Cinq soleils dans la nuit

"Ce livre, quand on le tient dans ses mains, quand l’œil se pose sur les caractères ronds, bien noirs, bien pris dans la pâte du papier blanc, ce livre lève en nous une mémoire lointaine, une lumière d'enfance. Ce livre, pour tout dire, n'est pas un livre mais une bassine de cuivre où fondent les mots, dans une vapeur sucrée, odorante. Par son allure matérielle, par le ton de sa voix, ce texte induit un bonheur physique, rond, plein. Un bonheur de mélancolie. Une jouissance claire.

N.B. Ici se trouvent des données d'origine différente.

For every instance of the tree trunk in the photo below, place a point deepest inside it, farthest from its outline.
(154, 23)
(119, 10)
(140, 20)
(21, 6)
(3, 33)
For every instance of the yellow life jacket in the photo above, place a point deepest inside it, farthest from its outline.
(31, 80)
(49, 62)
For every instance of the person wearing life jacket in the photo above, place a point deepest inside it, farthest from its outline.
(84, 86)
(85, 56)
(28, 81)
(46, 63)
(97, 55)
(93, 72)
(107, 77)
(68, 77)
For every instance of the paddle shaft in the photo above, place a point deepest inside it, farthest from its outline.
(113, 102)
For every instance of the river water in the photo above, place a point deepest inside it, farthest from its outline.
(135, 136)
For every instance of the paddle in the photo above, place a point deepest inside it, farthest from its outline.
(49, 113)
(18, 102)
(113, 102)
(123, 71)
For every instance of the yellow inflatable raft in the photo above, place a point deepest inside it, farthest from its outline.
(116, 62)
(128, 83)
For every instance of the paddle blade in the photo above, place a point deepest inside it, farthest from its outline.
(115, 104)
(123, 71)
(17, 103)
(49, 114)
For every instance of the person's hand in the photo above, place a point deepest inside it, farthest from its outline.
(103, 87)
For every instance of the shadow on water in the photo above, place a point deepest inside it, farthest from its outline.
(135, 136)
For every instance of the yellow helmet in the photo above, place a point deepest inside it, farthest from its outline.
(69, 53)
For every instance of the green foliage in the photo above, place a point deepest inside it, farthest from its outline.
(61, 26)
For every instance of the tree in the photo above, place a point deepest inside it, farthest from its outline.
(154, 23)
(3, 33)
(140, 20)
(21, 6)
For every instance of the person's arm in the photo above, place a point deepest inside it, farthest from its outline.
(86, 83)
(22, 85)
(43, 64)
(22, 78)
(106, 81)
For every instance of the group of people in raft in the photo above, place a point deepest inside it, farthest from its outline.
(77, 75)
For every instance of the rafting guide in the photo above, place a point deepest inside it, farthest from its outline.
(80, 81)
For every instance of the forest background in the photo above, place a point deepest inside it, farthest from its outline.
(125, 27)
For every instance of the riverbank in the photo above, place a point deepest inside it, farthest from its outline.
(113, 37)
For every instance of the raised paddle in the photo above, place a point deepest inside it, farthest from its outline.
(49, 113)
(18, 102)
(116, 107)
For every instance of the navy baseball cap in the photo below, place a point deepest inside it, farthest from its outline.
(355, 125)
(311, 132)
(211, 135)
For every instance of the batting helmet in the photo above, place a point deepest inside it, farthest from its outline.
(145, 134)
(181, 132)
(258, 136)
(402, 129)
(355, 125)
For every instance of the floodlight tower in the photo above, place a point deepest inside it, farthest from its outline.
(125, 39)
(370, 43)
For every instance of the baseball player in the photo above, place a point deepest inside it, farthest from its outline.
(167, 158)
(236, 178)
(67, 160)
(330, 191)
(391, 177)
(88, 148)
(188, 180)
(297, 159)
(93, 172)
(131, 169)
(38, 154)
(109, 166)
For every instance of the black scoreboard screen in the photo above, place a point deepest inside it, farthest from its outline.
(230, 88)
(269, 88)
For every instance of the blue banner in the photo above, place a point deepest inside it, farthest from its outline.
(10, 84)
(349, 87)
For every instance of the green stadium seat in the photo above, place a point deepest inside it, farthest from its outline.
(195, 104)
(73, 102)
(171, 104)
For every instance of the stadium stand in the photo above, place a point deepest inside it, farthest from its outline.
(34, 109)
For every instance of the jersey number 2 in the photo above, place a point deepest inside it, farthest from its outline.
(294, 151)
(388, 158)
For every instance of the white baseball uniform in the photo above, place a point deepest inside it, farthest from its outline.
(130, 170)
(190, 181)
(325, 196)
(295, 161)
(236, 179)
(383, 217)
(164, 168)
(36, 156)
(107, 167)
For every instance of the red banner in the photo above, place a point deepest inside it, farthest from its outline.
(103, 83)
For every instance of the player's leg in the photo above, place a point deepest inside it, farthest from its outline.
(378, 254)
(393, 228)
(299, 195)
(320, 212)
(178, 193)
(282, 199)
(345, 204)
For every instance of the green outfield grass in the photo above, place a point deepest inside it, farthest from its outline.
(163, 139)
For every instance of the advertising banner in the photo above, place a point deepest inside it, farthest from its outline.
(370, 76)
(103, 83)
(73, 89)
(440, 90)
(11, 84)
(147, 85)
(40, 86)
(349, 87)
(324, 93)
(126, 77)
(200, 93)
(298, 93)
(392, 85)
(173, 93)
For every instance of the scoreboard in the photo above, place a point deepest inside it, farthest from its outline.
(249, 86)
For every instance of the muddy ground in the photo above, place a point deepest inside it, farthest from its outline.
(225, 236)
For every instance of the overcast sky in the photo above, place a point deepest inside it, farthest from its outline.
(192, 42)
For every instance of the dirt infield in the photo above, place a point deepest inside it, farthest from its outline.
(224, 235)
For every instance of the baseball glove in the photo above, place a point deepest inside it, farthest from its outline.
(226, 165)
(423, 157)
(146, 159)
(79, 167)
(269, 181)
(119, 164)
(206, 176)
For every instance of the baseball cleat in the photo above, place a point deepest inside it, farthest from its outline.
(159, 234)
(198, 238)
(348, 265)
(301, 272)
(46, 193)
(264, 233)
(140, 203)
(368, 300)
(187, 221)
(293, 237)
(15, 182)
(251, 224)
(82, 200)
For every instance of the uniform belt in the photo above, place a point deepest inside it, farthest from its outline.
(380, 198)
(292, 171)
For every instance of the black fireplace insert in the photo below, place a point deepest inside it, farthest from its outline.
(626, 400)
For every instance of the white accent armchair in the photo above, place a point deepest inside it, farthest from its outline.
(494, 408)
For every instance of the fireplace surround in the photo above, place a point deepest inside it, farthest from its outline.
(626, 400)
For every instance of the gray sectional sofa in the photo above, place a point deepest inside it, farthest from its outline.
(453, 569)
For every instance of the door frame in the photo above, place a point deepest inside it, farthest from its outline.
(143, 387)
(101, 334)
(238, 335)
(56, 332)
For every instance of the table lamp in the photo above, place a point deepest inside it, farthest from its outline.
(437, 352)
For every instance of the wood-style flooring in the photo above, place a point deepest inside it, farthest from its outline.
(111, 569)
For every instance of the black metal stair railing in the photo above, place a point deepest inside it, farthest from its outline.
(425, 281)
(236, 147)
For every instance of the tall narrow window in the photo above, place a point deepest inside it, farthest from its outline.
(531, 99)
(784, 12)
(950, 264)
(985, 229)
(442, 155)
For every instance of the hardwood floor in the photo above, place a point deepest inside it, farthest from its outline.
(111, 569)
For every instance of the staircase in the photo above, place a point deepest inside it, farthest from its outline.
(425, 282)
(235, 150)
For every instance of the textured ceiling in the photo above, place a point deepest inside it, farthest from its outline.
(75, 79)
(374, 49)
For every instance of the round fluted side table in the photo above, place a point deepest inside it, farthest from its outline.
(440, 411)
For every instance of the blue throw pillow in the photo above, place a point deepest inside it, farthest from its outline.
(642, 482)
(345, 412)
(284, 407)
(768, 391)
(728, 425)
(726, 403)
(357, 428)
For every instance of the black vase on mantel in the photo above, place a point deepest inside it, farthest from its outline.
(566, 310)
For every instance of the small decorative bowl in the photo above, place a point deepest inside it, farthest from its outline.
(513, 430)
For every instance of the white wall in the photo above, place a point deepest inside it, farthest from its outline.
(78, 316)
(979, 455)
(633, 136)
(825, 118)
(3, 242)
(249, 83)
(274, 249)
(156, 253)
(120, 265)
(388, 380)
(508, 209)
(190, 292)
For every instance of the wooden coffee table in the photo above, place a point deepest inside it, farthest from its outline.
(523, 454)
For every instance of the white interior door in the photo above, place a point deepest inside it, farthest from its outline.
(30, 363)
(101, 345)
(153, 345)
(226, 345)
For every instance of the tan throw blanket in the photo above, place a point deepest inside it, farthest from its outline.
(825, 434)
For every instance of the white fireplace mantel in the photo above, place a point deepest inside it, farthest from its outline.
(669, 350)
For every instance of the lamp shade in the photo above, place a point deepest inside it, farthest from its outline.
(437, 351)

Cinq histoires. Cinq chansons d'amour que John Berger donne à ces gens qu'il côtoie : cultivateurs, fermiers, paysans de Haute-Savoie. Leur temps est compté. Les trains à grande vitesse déchirent leurs terres. L'Europe à grande richesse calcine leurs granges. Mais ce livre n'est pourtant pas un livre de misère, pas du tout. Ce livre est livre de la reconnaissance. Si John Berger le donne à ses compagnons, c'est qu'il le leur devait. Il les aime, ces gens. Il aime ces visages râpeux, usés, ingrats. Il leur doit tout l'amour du monde, tout le goût de la terre. Cinq fois il refait sa déclaration, cinq fables vraies.

Évoquons la première seulement : elle tient en deux mots, mais comme ces deux mots ne suffiront jamais à tenir ensemble la terre et le ciel, le sang et les étoiles, il fallait bien en faire un récit : "Si l'on pouvait nommer d'un seul mot tout ce qui nous arrive dans la vie, il n'y aurait plus besoin d'écrire d'histoires. Un seul mot nous manque, et nous voilà obligés de raconter toute l'histoire, du début à la fin." En simplifiant : un agriculteur de quarante ans vit auprès de sa mère. Il n'est pas marié. Sa mère meurt, il tourne et retourne dans la maison vide, il descend aux enfers. Il en ressort avec un accordéon dans les bras, un accordéon joyeux, insolent et gai comme une jolie jeune femme. D'abord il joue pour les vaches, dans l'étable. Maintenant il joue pour les noces, maintenant il fabrique du soleil pour les autres. Voilà. C'est tout.

C'est tout, mais l'essentiel est ailleurs, et ailleurs c'est partout dans chaque phrase, dans le grain de la voix. Voyez par exemple ce que donnent les pommes de terre dans la main de l'auteur : "Les pommes de terre qu'on vient juste de rentrer dégagent une curieuse chaleur, elles luisent dans l'obscurité comme des épaules d'enfants qui seraient restés toute la journée au soleil." Et tout va ainsi dans ce livre, sous une grande lumière crue. La merveille, bien sûr, dans ce texte comme dans la vie, ce sont les femmes : vieilles ou jeunes, indolentes ou têtues, elles portent le ciel à leurs épaules, et la terre à leur taille. Le regard que John Berger pose sur elles est magnifique. La sueur, le songe, la chair, l'espérance, le lait, le mystère, tout est rassemblé dans la même phrase, coulé dans la même robe.

Les livres ont souvent l'air d'être faits d'encre - et de rien d'autre. Celui-là est fait d'argile, d'argile mêlée de souffle. On est heureux de le dire, d'un bonheur de premier matin, d'une lecture de premier amour. En le lisant j'entendais cette autre voix, lointaine, la voix d'un autre John, Saint-John Perse, et cette voix qui planait sur le livre, elle en venait, elle y revenait : "- et debout sur la tranche éclatante du jour, au seuil d'un grand pays plus chaste que la mort, les filles urinaient en écartant la toile peinte de leur robe."

Christian Bobin 

10/01/2020

L'esprit dévore la métaphore, le sens est foudroyant.

"Dire : je sais les horreurs de cette vie et je ne me lasserai jamais d'en débusquer les merveilles, c'est faire son travail d'homme, et vous le savez bien : ce genre de travail n'est jamais fini, c'est comme les images, elles continuent à trembler bien après le bain, bien après la magie des révélations."